A question of God's goodness-Job 1-11

Sorry to be away from you for a few days.  Patty and I are spending a few days away and the place that we are staying does not have an internet connection.  Can you imagine that in 2011, how ancient?  I am writing to you today from a friendly Panera's (and the coffee is good!)  Please keep Virginia Swellick in your prayers.  I have talked to her by phone and she is suffering from very severe infection that may well hospitalize her.  She is very fearful and unsure.  Your prayers might make the difference.

Job is a remarkable book.  One of the mistakes I used to make in reading the bible was to think of it chronologically, but that is a mistake.  Job is perhaps the oldest book in the Bible.  Some experts think that it was written well before Moses and perhaps nearer to the time of Abraham.  Some believe that the reference to Jobab in Genesis 10:29 might have been Job.  Most think the writing was after Abraham because of Job's 3 friends. Zophar was a descendent of Huz who was a nephew of Abraham.  Eliphaz was a son of Esau and Bildad was a grandson of Abram through Suah.  Anyway, Job is considered one of the books of wisdom and is an example of poetry and great literature of old testament times.

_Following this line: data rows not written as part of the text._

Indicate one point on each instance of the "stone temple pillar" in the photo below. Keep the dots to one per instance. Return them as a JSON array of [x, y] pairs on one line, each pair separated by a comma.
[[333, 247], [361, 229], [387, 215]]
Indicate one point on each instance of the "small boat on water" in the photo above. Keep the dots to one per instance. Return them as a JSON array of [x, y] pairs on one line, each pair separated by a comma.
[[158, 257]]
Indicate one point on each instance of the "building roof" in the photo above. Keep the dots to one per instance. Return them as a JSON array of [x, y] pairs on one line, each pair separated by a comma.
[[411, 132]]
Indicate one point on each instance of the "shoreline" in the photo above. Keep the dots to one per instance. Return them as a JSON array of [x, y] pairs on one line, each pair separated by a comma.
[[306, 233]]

Is it an allegory....a tale told to teach us?  You decide!  It opens with God having a discussion with a group of his angels, including Satan.  Job is an example of a righteous man who is blameless before his friends.   This is not sinless since no man is sinless, but Job is a man of impeccable character.  No human being can find fault with him.  Satan is the accuser, a role that he often plays in human affairs.  He says that Job is only blameless because of the great blessings that surround him.  Perhaps the misfortunes that befall Job are intended to be a lesson to the angels.  God removes his hand of protection and great calamity befalls him.  His children are killed, his possessions are taken and great bodily pain becomes his lot.  He suffers from running sores, nightmares, depression, failing vision, fever, agonizing pain and much more......for months.  His wife declares him to be of no value...."curse God and die".  He maintains his integrity..."naked I cam into the world and naked I shall go".  "The Lord gave and the Lord taketh away.  Blessed be the name of the Lord."  "Shall we accept good and not adversity?"

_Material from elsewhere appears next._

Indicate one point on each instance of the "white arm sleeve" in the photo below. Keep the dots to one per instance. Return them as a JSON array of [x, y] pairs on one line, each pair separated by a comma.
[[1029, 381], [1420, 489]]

Job's best friends come to comfort him.  They sit for 7 days and 7 nights without comment.  Presence is a powerful healer.  Then comes the well intentioned by foolish words.  Eliphz says that there must be some secret sin that God is seeking to reveal.  This must be God's correction.  Bildad reminds Job that this is cause and effect in action. This calamity has been caused by some error in Job.  Zophar tells Job to quit whining.  He no doubt deserves even more for his sin than he has received.

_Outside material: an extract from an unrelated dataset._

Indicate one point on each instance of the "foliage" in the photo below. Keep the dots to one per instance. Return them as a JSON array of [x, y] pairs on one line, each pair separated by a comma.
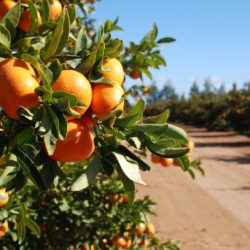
[[93, 216]]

In every case, Job's friends believe that Job has brought this calamity on himself.  We often err in this same way.  God protects the innocent, he blesses those who bless him.  But we are confronted with the eternal question, "why do bad things happen to good people?"  Why, God?  Why?  We have all asked this question and it is the question that is an integral part of the story of Job.  And while there are many more chapters to this story, part of what Job is revealing to us in his comments to his friends is that he is beginning to understand that God is not subject to our understanding.  His ways are higher than our ways.  He is God and we are not.

We cannot be righteous before God and we cannot fully know what his purpose is in our lives.  We must trust that God's righteousness and justice will accomplish all that he desire in us and around us.  As Job has confessed, he (and we) need a mediator to carry our case to the God of the Universe.  How fortunate for us that we have such a mediator in Jesus Christ.

I hope that you will continue to read this story and see what else God may choose to reveal to us.  Hope you are having a most blessed day.

1 comment:

  1. I think there were 2 things that really came out to me in this passage of Job.

    Job 10: 8-16
    8 Your hands fashioned and made me, and now you have destroyed me altogether. 9 Remember that you have made me like clay; and will you return me to the dust? 10 Did you not pour me out like milk and curdle me like cheese? 11 You clothed me with skin and flesh, and knit me together with bones and sinews. 12 You have granted me life and steadfast love, and your care has preserved my spirit. 13 Yet these things you hid in your heart; I know that this was your purpose. 14 If I sin, you watch me and do not acquit me of my iniquity. 15 If I am guilty, woe to me! If I am in the right, I cannot lift up my head, for I am filled with disgrace and look on my affliction. 16 And were my head lifted up, you would hunt me like a lion and again work wonders against me.

    Job realizes that God is the Alpha and the Omega, he has made me from clay and will one day return me there. Who is he that he might try to stand against God and His will?

    I find it interesting as well, that Job seems to think of time differently, giving his day of birth almost physical manifestation as he cries out in his woes in Job 3: 3-6

    3 "Let the day perish on which I was born, and the night that said, 'A man is conceived.' 4 Let that day be darkness! May God above not seek it, nor light shine upon it. 5 Let gloom and deep darkness claim it. Let clouds dwell upon it; let the blackness of the day terrify it. 6 That night-let thick darkness seize it! Let it not rejoice among the days of the year; let it not come into the number of the months.